Iglesia, justicia, familia: una lista de “temas” espinosos de los que Belén se ocupa de una manera espejada a cómo lo hacía la otra gran película feminista de esta epoca, Las hijas del fuego, de Albertina Carri, que era blasfema a lo pavote, los hombres eran representados como una masa amorfa de hormonas + violencia y la única salida era el escape a la naturaleza, bien lejos de cualquier convención social. Cada cineasta hace su juego y es evidente que el de Fonzi va por la centralidad, la guita, el sello de lo “necesario”, meterse en la discusión de cabeza, incluso queriendo convencer a alguien. A mí no me tenían que convencer de nada, que a los cinco minutos era parte del surround del llanto. En ese sentido…

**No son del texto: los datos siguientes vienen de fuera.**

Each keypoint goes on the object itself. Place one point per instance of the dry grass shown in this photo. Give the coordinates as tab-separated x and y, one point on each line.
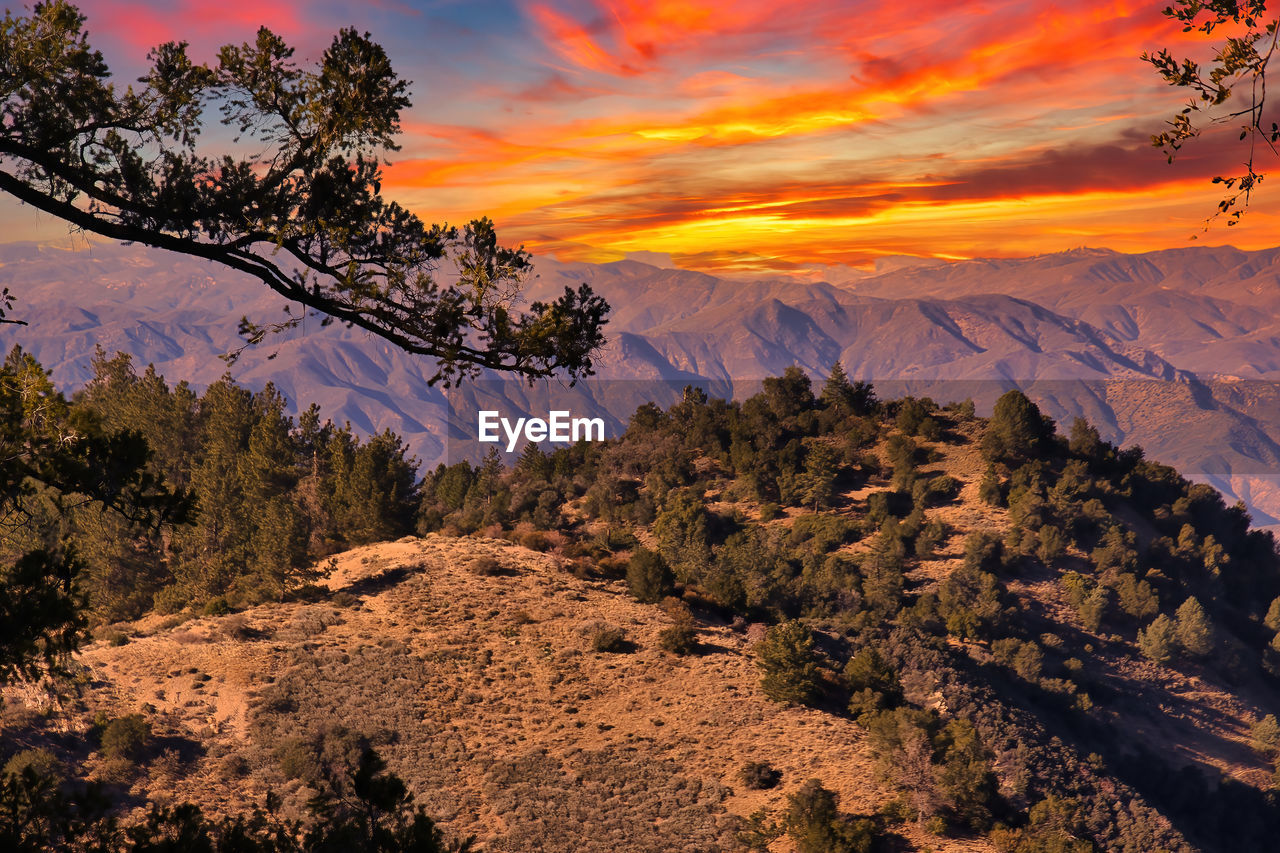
485	694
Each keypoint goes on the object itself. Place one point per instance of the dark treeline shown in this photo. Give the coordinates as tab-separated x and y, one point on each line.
272	495
741	507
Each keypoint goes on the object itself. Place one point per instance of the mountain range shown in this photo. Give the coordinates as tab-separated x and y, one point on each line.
1176	350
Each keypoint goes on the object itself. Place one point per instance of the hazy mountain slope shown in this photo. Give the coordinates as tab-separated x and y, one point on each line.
970	328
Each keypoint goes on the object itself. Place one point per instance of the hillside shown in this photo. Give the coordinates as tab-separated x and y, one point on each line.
1005	655
1084	332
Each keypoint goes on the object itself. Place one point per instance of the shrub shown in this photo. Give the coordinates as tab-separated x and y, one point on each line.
485	566
1024	658
769	511
1157	641
648	576
1194	630
216	606
1264	737
608	638
126	737
759	775
42	762
816	825
789	664
983	551
680	637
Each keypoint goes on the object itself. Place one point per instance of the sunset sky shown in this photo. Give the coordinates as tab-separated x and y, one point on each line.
760	136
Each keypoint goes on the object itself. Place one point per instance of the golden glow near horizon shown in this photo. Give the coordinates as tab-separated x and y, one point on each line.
767	137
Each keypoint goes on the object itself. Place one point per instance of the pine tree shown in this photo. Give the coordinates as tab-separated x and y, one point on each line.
1016	430
1159	639
789	664
213	552
818	480
1193	629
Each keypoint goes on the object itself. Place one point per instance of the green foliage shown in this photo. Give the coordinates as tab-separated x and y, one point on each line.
609	639
1016	429
359	808
41	762
873	684
1193	629
681	635
127	737
682	530
816	825
1054	825
849	397
1239	62
789	664
759	775
1159	641
969	602
1023	657
1272	617
297	204
648	576
63	463
965	778
1264	737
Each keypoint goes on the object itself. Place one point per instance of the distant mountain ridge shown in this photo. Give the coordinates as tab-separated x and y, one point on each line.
1176	350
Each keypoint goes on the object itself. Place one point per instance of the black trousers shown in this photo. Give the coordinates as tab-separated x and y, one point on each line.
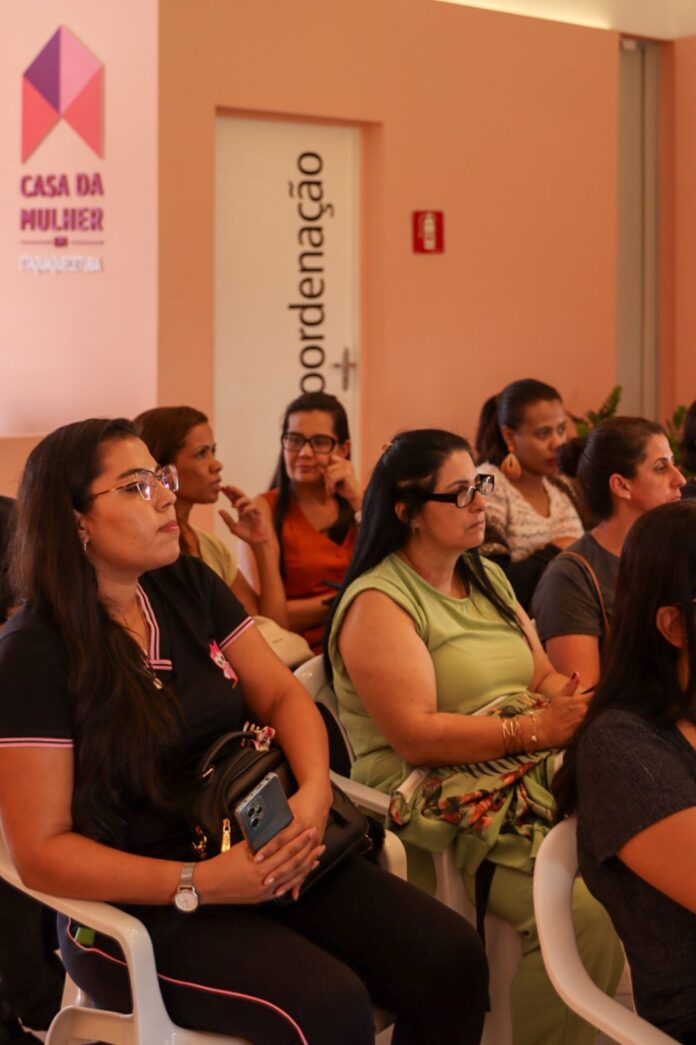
30	974
310	972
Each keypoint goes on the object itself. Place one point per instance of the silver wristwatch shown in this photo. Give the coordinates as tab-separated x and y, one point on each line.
186	899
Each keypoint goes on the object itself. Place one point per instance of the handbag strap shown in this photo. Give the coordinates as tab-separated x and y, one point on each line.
593	577
212	753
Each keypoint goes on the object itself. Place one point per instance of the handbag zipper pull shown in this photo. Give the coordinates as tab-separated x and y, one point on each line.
227	836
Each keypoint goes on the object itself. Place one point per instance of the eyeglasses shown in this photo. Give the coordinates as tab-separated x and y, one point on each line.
321	444
482	484
146	481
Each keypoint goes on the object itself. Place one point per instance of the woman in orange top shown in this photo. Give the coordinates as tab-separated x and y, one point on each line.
316	500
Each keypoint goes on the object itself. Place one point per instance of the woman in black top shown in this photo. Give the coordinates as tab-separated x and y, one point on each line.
123	665
630	773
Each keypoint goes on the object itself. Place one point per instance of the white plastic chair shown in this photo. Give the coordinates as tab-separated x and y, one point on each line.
78	1020
554	875
503	944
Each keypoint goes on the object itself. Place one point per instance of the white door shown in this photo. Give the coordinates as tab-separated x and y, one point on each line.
286	282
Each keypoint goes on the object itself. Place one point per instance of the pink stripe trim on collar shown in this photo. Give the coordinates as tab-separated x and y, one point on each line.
154	632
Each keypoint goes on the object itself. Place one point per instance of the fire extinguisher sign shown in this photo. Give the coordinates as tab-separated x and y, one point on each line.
428	232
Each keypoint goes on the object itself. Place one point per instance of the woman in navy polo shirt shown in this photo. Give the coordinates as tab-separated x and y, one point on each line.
124	664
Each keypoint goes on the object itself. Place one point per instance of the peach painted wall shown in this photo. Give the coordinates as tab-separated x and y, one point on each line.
78	344
685	209
507	123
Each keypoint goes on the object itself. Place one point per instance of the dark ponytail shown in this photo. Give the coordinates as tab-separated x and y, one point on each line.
617	445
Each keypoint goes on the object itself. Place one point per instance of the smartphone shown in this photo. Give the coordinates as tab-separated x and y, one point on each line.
263	812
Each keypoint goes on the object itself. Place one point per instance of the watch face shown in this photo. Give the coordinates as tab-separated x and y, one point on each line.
186	900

Si en Argentina es todo una gran conversación, ¿cómo se nos ubica a nosotros -los hombres- en el diálogo con los feminismos? ¿Con qué tono de voz? ¿Cuáles son los momentos en los que hablamos y cuáles los que deberíamos quedarnos callados? Doble caracter de espectadores: de la película, adentro de la sala, y del movimiento feminista, en la calle. Las palabras clave son discreción y acompañamiento. Correrse de ese lugar tiene el riesgo de quedar en offside: así como las plataformas, muchas personas, community managers de sí mismos, encuentran en todas las causas una manera de autoafirmarse, sumar puntitos, ganar pantalla y muchas veces esa sobreactuación se nota y se parece a estar bailando arriba del parlante en una fiesta a la que no fuiste invitado. Es difícil de entender para los hombres, lo sé, pero es así. A uno le da envidia porque queda con la ñata contra el vidrio del movimiento político más disruptivo del último tiempo. 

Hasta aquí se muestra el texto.